Mike Arrington, founder of the famous and influential TechCrunch blog, and I totally disagree about the Motorola Droid and whether or not it’s a great product or not. To be fair to the Droid I’ve been using it all week to see if my opinion changes (I left my iPhone at home when I went to Denver this week). My opinion of the Droid has not improved after using it. And if that makes me an Apple fanboy, that’s cool. When another device actually is better than the iPhone I’ll tell you and then we’ll see who has their credibility left.

Looking at the comments from my Droid vs. iPhone vs. Palm Pre post (hundreds of them) there are quite a few that think I wasn’t fair to the Droid. They think the Droid completely beats the iPhone.

They are wrong. Totally wrong. But, at least in Arrington’s case I can understand it. Yesterday on the Gillmor Gang (hopefully the audio is up soon so you can hear the disagreement) he explained why: he is looking for a device that runs Google Voice. Now that I’ve installed Google Voice on my own Android I sort of get where he’s coming from.

It’s just that I don’t care all that much about voice. As long as I can talk for a while on the phone I’m happy. The iPhone fits that bill. But Arrington wants a voice-routing machine. With Google Voice he can tell it to route calls to other phones. Plus anyone who leaves him a message has their voice mail turned into text and something that he can listen to from his desktop.

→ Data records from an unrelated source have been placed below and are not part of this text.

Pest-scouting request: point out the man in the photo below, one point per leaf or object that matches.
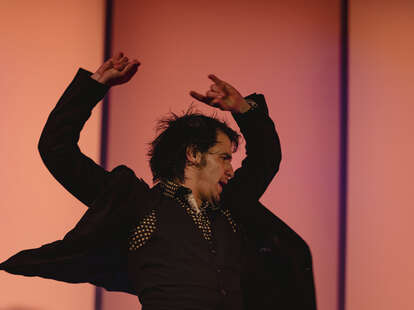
(199, 239)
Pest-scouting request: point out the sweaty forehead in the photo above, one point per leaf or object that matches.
(223, 143)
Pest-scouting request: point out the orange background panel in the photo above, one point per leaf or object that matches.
(289, 51)
(43, 44)
(380, 258)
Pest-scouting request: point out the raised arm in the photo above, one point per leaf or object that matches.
(58, 144)
(263, 152)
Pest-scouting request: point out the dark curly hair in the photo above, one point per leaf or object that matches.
(167, 153)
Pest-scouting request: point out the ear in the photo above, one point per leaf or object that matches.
(193, 156)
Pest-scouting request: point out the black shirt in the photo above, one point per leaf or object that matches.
(181, 259)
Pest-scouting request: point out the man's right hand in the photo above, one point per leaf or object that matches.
(116, 70)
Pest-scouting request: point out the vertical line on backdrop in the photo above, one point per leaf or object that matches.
(343, 182)
(105, 114)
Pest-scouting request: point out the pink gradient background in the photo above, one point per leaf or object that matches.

Arrington is voice centric. If you are voice centric the Droid already is better than the iPhone (it has better voice quality, which I’ve tested out with Dave Winer and it’s on a better network too — provably so in my case because the Droid lets me talk all the way to San Francisco while iPhone cuts out for about five minutes of the drive while you go over Devil’s Slide).

So, why do I disagree with him over the Droid even though it’s arguably a superior voice phone to iPhone?

Because I’m web and Twitter centric. I use my phones for Twittering far far more than I use them for voice. So I care about things like how easy is it to navigate through Tweets. Or how easy it is to zoom in the web browser to check out pieces of photos and such.

From this aspect the iPhone kicks ass. The Facebook app is far better. The selection of Twitter apps are far better, have more features, and are far nicer to use. The Web browser looks better and is easier to enter data into. Plus, the iPhone has multi-touch everywhere while the Droid doesn’t have it (although some say you can load an app to give you multitouch, but that’s really a lame answer).

Anyway, I’ll do a video to show you some of the differences and why I disagree with Arrington and you can listen to the Gillmor Gang when Steve gets the audio up.

But really this isn’t all that interesting to me. If the Droid works for you, wonderful. It works for me too. It just isn’t a great product yet. I have a feeling the a great Android device is coming, though. I’ll see you then!